Poisson Regression

#1
Hello!

I have a year's worth of count data that looks like this. It shows the count of events per day for two different user experiences and the total count of users per day.

dat1.PNG

I want to analyze the daily counts of groups A and B with the total user count as an additional covariate in the model. I reorganized the data like this:

1630781064168.png
I don't expect seasonal effects, so I would like to analyze this as a cross-sectional Poisson model. i.e.

count = grp + user_count

Am I going crazy or is the fact that count of users is repeated for each day introducing "non-independence" between observations? I almost want to drop date from the data because it's confusing me. Thank you.
 
Last edited:

fed2

Active Member
#2
i think that you have time here suggests that the baseline assumption should be "non-independence". ie you are not crazy (wrt to this). GEE model?
 
#3
i think that you have time here suggests that the baseline assumption should be "non-independence". ie you are not crazy (wrt to this). GEE model?
Thanks for the insight. I'll take a look at this approach. Edit: Is this similar to a GLMM? To be clear, the counts in group A and group B are mutually exclusive. The same user cannot be in both A and B simultaneously. The event of interest is not likely to happen for the same user in a short period of time (it's filing an insurance claim). The days are repeated simply because I am comparing the two groups (changed the data from wide to long format). Count of users is repeated because it's a number aggregated for that particular day. Would it make sense to include a random effect for the group? How is a GEE different from a GLMM?
 
Last edited:

fed2

Active Member
#4
yes GEE models are essentially GLMM, but the modeling is much simpler, which is the main attraction. Rather than specifying actual distributions for the random effects, you just specify the 'working correlation structure'. This greatly reduces the statistical issues with model fitting. in GLMM most software has in particualr a numerical integration in each iteration of the liklihood, which is complicated, and frequently sucks, in my experience.

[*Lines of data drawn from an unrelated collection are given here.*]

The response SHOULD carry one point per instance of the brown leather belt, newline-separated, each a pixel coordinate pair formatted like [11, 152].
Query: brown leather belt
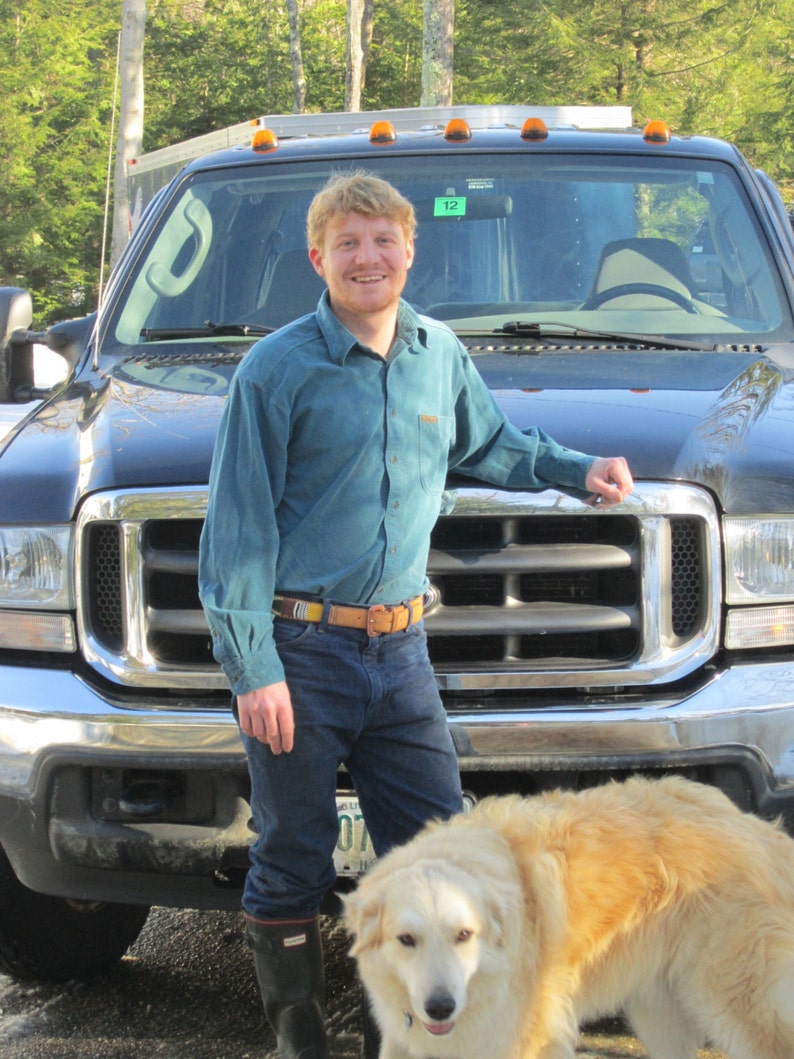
[377, 621]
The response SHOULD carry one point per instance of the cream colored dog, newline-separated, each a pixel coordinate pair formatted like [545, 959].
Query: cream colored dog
[495, 934]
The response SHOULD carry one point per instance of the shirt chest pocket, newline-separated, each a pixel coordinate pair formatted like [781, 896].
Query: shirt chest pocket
[435, 438]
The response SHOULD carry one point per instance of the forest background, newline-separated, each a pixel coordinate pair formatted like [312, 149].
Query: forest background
[705, 67]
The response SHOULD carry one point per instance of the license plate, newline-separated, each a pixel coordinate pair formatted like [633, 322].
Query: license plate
[354, 853]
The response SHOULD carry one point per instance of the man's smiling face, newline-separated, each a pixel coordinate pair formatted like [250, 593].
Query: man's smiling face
[364, 261]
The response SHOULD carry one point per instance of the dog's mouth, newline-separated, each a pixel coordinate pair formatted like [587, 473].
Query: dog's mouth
[438, 1028]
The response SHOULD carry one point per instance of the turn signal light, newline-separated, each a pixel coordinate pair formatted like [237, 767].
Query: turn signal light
[534, 128]
[265, 140]
[382, 132]
[656, 131]
[457, 129]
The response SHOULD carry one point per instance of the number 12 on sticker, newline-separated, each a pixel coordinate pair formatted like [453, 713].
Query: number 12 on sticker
[450, 207]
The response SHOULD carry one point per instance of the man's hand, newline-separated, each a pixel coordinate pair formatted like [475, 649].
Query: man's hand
[609, 480]
[266, 714]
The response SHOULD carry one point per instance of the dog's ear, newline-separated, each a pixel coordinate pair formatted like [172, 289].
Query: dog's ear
[362, 917]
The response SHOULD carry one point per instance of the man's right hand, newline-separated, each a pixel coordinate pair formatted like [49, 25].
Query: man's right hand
[266, 714]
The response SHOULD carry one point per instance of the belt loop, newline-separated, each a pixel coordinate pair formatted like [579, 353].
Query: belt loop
[323, 623]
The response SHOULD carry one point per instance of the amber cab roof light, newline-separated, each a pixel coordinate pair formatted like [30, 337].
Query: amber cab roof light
[534, 128]
[265, 140]
[457, 129]
[656, 131]
[382, 132]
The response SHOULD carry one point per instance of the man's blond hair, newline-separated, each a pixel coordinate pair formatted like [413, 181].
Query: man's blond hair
[357, 193]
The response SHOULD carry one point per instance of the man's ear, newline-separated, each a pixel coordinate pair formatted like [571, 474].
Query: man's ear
[317, 261]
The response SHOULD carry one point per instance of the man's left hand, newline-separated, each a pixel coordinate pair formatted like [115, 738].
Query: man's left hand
[609, 480]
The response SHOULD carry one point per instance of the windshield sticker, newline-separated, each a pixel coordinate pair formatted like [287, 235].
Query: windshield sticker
[450, 205]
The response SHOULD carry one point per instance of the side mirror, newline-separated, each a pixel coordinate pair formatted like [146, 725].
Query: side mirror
[16, 359]
[68, 339]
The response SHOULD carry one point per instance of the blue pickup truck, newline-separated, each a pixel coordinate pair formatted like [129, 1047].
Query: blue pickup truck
[572, 644]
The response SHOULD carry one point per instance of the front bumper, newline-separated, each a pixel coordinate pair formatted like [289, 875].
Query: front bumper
[64, 748]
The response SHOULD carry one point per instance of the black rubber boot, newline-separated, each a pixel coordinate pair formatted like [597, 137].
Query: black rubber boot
[288, 957]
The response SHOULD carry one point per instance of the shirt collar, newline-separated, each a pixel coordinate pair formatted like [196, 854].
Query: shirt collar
[340, 341]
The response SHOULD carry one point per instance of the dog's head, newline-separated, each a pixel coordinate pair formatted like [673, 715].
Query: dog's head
[422, 934]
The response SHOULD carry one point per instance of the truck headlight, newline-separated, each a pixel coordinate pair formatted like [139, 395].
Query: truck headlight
[759, 576]
[36, 567]
[36, 578]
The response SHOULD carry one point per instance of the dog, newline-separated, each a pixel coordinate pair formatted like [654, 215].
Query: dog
[495, 934]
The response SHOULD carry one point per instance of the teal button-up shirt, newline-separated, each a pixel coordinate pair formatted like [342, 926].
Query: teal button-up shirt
[329, 471]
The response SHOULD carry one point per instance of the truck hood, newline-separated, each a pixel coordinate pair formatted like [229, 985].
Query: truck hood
[720, 419]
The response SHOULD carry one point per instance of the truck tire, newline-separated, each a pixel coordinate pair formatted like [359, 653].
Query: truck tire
[51, 938]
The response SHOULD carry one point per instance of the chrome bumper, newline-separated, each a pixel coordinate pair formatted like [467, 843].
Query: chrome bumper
[52, 724]
[747, 707]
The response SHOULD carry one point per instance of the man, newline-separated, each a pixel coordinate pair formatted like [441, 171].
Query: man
[327, 479]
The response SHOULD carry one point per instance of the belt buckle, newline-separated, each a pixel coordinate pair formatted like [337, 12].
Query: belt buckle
[378, 608]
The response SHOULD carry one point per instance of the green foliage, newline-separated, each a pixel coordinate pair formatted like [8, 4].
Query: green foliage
[704, 66]
[56, 86]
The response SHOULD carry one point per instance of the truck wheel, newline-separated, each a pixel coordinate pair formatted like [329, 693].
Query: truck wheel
[53, 938]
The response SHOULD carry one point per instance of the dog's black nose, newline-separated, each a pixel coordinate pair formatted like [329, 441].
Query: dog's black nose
[439, 1006]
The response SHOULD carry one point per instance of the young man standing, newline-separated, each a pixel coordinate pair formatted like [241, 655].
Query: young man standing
[327, 480]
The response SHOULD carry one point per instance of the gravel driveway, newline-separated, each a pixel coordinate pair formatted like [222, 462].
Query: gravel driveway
[186, 990]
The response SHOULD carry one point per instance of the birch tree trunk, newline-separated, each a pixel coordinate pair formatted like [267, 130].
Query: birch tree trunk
[355, 65]
[129, 139]
[295, 57]
[438, 23]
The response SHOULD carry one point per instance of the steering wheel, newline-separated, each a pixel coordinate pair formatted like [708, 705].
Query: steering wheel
[609, 293]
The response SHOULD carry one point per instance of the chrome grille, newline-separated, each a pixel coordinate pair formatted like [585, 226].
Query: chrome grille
[529, 590]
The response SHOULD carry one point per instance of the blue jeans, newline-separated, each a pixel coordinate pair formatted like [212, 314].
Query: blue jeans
[372, 703]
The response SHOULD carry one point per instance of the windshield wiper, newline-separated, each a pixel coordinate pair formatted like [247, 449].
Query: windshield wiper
[209, 329]
[552, 328]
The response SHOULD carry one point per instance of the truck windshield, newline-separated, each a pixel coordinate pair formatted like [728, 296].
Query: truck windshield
[618, 245]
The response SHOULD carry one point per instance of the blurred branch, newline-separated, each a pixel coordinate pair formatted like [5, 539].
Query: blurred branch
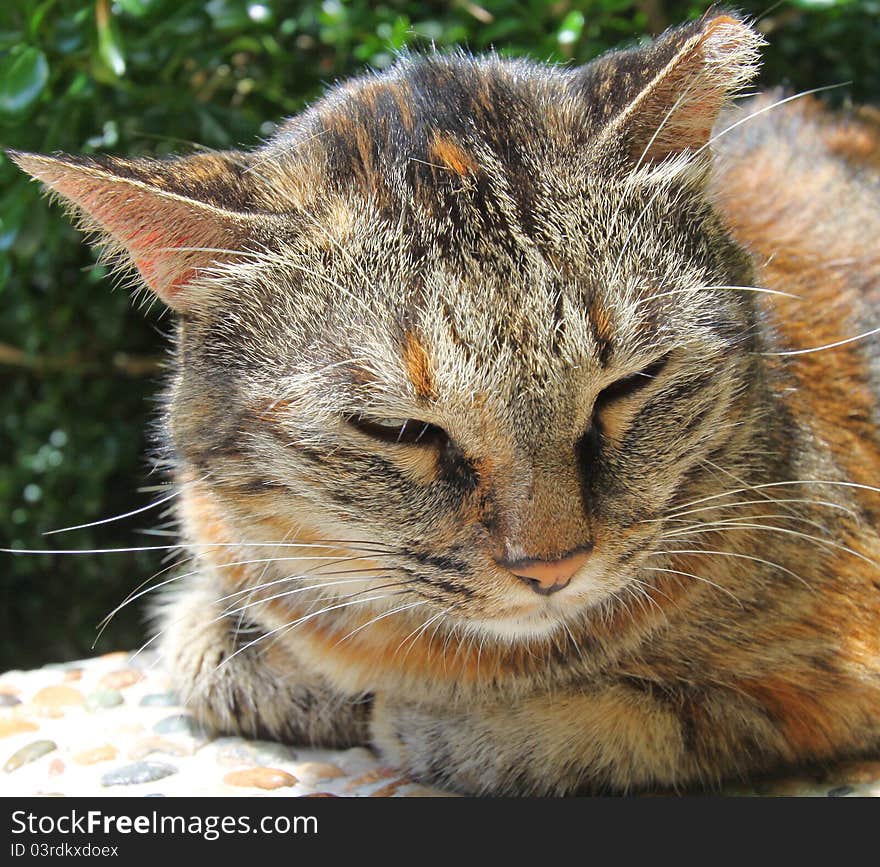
[135, 366]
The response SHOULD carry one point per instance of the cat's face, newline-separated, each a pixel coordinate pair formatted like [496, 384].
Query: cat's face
[467, 319]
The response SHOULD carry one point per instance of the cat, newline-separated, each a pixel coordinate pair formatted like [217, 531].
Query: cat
[518, 418]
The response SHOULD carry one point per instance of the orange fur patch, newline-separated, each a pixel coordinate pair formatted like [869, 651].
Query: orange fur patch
[450, 154]
[419, 367]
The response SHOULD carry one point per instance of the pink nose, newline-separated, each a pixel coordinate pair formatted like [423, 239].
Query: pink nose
[548, 576]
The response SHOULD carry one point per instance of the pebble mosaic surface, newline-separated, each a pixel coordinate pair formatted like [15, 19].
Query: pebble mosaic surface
[109, 726]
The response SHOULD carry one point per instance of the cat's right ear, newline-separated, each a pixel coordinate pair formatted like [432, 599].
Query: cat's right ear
[169, 219]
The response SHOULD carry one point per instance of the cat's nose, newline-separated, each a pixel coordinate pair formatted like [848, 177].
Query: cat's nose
[548, 576]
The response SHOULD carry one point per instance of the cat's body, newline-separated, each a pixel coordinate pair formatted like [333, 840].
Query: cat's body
[593, 323]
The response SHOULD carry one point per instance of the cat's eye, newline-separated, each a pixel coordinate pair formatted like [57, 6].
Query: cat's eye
[409, 431]
[631, 385]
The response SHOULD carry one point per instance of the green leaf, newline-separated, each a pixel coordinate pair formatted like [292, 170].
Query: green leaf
[571, 29]
[138, 8]
[110, 49]
[23, 76]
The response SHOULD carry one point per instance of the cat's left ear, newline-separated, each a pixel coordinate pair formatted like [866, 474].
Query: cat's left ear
[170, 219]
[656, 102]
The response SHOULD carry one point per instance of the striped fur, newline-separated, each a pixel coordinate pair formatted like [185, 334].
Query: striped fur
[498, 249]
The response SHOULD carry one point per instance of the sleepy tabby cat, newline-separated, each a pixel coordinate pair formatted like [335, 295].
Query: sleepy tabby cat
[519, 421]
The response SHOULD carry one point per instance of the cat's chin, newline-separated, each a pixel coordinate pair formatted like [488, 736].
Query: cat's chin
[516, 629]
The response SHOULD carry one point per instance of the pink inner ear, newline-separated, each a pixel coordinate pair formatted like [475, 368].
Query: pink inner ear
[162, 233]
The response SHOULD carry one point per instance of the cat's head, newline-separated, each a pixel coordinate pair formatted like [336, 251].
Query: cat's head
[473, 313]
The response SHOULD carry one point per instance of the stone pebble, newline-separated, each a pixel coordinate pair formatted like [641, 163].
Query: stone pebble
[104, 699]
[313, 771]
[30, 753]
[155, 744]
[260, 778]
[54, 700]
[138, 772]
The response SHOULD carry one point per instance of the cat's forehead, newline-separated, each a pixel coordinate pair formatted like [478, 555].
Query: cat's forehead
[430, 123]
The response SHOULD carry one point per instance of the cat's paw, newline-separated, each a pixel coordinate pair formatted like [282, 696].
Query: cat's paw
[255, 691]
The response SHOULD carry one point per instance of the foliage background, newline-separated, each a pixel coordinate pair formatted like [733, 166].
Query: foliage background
[78, 364]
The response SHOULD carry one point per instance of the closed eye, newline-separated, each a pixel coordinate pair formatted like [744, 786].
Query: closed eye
[398, 431]
[630, 385]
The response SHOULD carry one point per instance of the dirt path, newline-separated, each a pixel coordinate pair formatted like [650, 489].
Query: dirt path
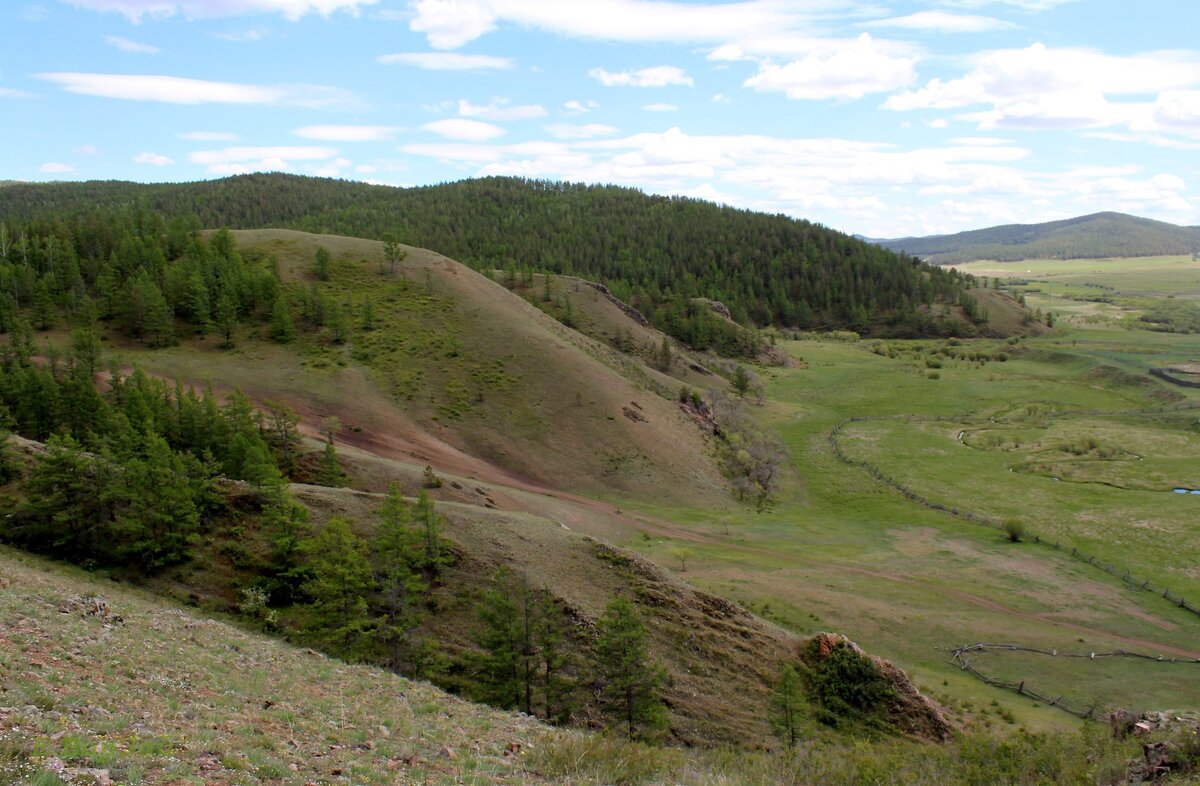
[389, 435]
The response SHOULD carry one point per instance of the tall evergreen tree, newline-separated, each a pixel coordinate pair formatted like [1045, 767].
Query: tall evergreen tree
[340, 585]
[630, 684]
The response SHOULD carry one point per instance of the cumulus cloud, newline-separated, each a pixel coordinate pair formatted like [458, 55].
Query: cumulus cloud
[654, 77]
[209, 136]
[499, 109]
[132, 47]
[1063, 88]
[347, 133]
[465, 130]
[447, 61]
[449, 24]
[942, 22]
[136, 10]
[847, 72]
[153, 159]
[193, 91]
[585, 131]
[232, 161]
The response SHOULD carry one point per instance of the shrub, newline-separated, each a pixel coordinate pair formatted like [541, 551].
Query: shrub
[431, 479]
[847, 683]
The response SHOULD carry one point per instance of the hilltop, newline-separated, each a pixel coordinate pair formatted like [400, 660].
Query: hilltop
[1098, 235]
[655, 253]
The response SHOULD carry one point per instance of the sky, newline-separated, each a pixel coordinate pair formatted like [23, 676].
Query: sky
[883, 118]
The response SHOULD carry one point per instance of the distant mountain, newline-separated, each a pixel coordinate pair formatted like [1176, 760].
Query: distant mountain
[1102, 234]
[657, 253]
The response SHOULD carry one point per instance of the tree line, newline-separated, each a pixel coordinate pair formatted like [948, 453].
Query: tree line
[657, 253]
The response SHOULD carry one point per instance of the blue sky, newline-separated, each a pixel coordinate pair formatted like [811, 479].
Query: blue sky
[883, 118]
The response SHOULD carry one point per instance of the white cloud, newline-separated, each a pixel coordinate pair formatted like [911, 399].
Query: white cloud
[654, 77]
[347, 133]
[209, 136]
[847, 72]
[447, 61]
[245, 36]
[883, 190]
[1051, 88]
[193, 91]
[1179, 108]
[942, 22]
[586, 131]
[449, 24]
[153, 159]
[465, 130]
[231, 161]
[135, 10]
[132, 47]
[499, 111]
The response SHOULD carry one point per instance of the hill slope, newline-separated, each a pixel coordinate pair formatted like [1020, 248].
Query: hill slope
[1098, 235]
[655, 253]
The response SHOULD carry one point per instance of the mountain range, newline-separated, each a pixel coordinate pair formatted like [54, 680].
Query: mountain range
[1097, 235]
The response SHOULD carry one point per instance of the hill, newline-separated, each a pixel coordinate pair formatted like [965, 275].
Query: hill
[1098, 235]
[655, 253]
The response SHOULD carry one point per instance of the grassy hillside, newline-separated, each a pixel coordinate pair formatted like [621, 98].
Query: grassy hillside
[106, 684]
[1098, 235]
[459, 367]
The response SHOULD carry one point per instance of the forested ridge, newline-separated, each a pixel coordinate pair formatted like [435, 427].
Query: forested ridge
[1098, 235]
[658, 253]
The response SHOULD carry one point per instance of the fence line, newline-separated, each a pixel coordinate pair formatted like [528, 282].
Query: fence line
[1024, 689]
[1125, 575]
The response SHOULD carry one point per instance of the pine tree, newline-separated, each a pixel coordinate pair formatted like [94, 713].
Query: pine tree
[507, 666]
[741, 381]
[340, 583]
[786, 705]
[396, 549]
[330, 473]
[226, 317]
[665, 357]
[283, 328]
[155, 526]
[630, 683]
[430, 522]
[324, 264]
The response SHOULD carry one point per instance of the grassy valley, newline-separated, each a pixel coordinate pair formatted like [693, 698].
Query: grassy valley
[1095, 237]
[593, 455]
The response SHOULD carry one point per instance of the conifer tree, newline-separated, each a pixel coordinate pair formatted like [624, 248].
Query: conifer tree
[283, 329]
[786, 705]
[340, 583]
[630, 684]
[430, 522]
[396, 549]
[330, 471]
[226, 317]
[324, 264]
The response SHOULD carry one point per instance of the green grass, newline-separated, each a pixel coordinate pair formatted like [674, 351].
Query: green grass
[844, 552]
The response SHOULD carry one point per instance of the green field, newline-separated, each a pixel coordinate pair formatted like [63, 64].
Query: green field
[844, 551]
[1161, 293]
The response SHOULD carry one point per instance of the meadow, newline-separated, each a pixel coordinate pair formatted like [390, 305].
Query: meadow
[984, 427]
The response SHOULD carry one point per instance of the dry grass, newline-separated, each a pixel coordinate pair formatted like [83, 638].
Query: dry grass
[165, 696]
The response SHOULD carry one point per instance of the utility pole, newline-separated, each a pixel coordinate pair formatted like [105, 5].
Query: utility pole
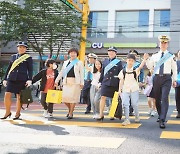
[85, 14]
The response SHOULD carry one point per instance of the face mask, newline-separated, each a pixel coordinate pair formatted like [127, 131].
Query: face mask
[54, 66]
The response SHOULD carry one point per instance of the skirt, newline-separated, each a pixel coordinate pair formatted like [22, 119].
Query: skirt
[15, 86]
[71, 91]
[108, 91]
[151, 94]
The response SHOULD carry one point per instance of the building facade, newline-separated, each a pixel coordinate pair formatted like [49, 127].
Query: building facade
[135, 24]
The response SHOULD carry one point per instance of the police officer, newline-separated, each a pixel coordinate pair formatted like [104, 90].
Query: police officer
[18, 75]
[85, 95]
[177, 89]
[165, 75]
[108, 81]
[140, 78]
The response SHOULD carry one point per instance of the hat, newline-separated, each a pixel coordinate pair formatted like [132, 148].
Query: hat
[164, 38]
[22, 44]
[131, 56]
[112, 49]
[133, 52]
[92, 55]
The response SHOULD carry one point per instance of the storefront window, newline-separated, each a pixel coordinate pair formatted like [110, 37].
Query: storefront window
[132, 24]
[161, 22]
[98, 22]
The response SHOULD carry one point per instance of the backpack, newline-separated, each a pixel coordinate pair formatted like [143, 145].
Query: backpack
[134, 72]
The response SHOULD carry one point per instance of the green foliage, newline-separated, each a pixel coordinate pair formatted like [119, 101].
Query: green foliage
[39, 19]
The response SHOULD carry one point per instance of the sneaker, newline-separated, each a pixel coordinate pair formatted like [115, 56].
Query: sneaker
[45, 113]
[137, 119]
[153, 113]
[126, 122]
[49, 115]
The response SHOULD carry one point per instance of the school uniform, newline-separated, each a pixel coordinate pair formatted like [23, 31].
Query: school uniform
[17, 78]
[85, 94]
[110, 81]
[177, 92]
[71, 82]
[162, 81]
[43, 76]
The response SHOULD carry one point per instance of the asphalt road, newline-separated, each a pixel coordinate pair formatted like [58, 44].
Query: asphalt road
[38, 135]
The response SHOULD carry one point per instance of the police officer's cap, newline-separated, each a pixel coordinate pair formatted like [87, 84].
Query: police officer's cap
[112, 49]
[22, 44]
[92, 55]
[164, 38]
[133, 52]
[131, 56]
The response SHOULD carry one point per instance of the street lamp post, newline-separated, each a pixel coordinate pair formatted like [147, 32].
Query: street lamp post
[85, 13]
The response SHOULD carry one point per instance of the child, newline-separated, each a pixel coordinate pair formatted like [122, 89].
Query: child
[47, 77]
[129, 87]
[150, 95]
[94, 90]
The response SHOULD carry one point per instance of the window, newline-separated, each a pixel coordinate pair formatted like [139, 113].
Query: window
[98, 22]
[161, 22]
[132, 24]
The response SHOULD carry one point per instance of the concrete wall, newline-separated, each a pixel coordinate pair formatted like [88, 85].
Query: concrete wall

To be clear, the counts in group A and group B are mutually exclusive.
hmmmmmmmmmmm. If you do not have 'count of users' as a fixed effect, i reckon A and B will be correlated, just because they will seem to scale together. If you have 'count of users' in the model, the correlation may disappear or even reverse. You can probably tell by just scatter plotting the variables. and look at the partial correlation between a and b controlling for total users.

I guess the easy way would be to just set the 'working correlation' to be unstructured, and let the computer decide if there is a correlation.
 

hlsmith

Less is more. Stay pure. Stay poor.
#5
count = grp + user_count

What is user_count? number of claims file within a person? So you have two groups and a person can only be in one group, but they can be in that group more than once? It may help to just describe the actually setting, so we will understand any dependencies.